Temp user, from your description he seems to be a narcissist. For him friendships are usually a way of boosting his own ego. The kind of person that is always expecting others to be there for him but never think about being there for the other.
The fear of abandonment and being all alone can be very intense. The pain after separation will be pretty sharp. It is only yourself that can decide: suffer for few weeks/months because of this separation or suffer for an unknown period while still being ''friends''.
Making a new friend so you wont be all alone would be best. But I know that is easier said than done.


----------



## licorice (Oct 5, 2013)

Brisby said:


> I understand how it feels to have no friends and in desperation keeping "bad" people around just out of loneliness. I use to have people I called friends that would even make fun of me to other people right in front of my face and I still would stick around, hoping they would change. I can tell you right now, it's not worth the blow to your self-esteem. You might think you have no self-esteem left to take a blow to, but you can't think this way. Think of it as self respect if anything and you DO still have that. A bad friend can cripple you and a potential social life with others for a long time too because you spend so much time feeling bad about yourself and exhausting energy on this one friend. At this point in my life, I wouldn't even bother with someone like that, but if you are truly afraid of losing him, I say sit him down and have a heart to heart talk about how his attitude makes you feel like ****. Tell him frankly, if he doesn't stop then you two are not friends anymore.
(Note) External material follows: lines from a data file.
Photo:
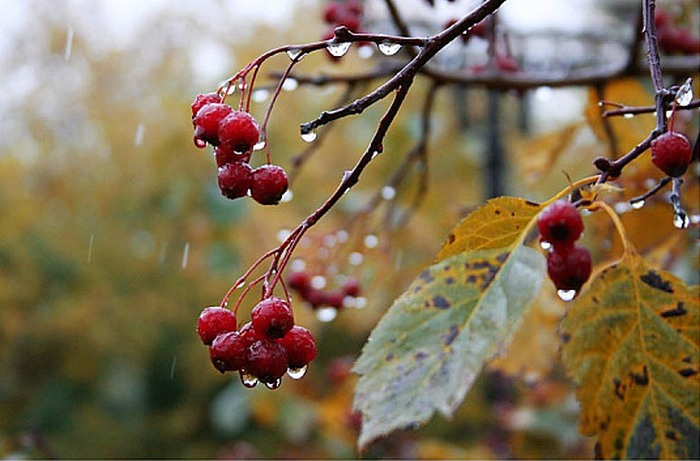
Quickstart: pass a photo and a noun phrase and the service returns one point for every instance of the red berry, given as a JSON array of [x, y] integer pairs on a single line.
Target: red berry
[[269, 184], [267, 360], [214, 321], [300, 346], [671, 153], [272, 317], [229, 352], [224, 155], [560, 223], [207, 121], [239, 132], [235, 179], [569, 267], [202, 100]]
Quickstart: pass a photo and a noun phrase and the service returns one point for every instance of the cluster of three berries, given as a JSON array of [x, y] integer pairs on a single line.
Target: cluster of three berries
[[234, 134], [264, 349]]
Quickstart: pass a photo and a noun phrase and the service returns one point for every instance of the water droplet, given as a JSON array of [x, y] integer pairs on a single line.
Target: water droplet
[[389, 48], [326, 314], [260, 95], [339, 49], [297, 373], [309, 137], [318, 282], [294, 53], [248, 380], [637, 204], [273, 384], [356, 258], [681, 220], [290, 84], [567, 295], [371, 241], [388, 193], [684, 96]]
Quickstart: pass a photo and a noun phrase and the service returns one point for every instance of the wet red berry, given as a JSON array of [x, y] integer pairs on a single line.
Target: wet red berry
[[671, 153], [214, 321], [229, 352], [239, 132], [300, 346], [569, 267], [269, 184], [272, 317], [560, 223], [235, 179]]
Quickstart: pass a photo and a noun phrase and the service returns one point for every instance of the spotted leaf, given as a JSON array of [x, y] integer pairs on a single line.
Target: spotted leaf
[[631, 344]]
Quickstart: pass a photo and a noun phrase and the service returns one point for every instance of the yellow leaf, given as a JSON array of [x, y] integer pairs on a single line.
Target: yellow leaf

 Agreed. I think there's always something left to lose when it comes to unhealthy friendships. Without them, we think we're worthless and think other people view us that way. With them, we receive confirmation that it's true from within our own support network.


----------



## Lacking Serotonin (Nov 18, 2012)

Hell no. I think this a rather dumb question.


----------



## needausername (Dec 7, 2013)

absolutely not. and trust me, a lot of people view themselves as superior to me due to my conditions.


----------



## Kalliber (Aug 18, 2012)

Nope, I'm conceited can't have competition :3


----------



## Dimmie (Nov 17, 2013)

...that kind of person is not a friend, youre better off alone...funny thing is that no matter how awesome someone is theres always a ton of people better than them, which is why its ridiculous to play the compare game.


----------



## SuperSky (Feb 16, 2011)

I'm not sure how people who think they're better than another person can decide to be that person's "friend." If I thought I was better than someone else, I wouldn't want to befriend them or hang around them at all.


----------



## Raeden (Feb 8, 2013)

I'd rather be totally alone than be around someone who was a total jerk to me.


----------



## BeachGaBulldog (Feb 13, 2007)

There is no way in hell I would be friends with someone who thought they were better than me. Nope!


----------



## Boring Loser (Oct 21, 2011)

No, i have an inferiority complex and i need to be reassured that i'm not inferior. Having someone who thinks they're better than me would just make me think that the person is only being friends with me because they feel sorry for me.


----------



## RelinquishedHell (Apr 10, 2012)

No. I wouldn't tolerate someone who patronizes me all the time. I already deal with a lot of that due to my anxiety with people and I take offense to it.


----------



## Nothing123 (Oct 3, 2014)

Donnie in the Dark said:


> I've always preferred being alone to being with bad "friends".


Exactly right. Dump his ***.


----------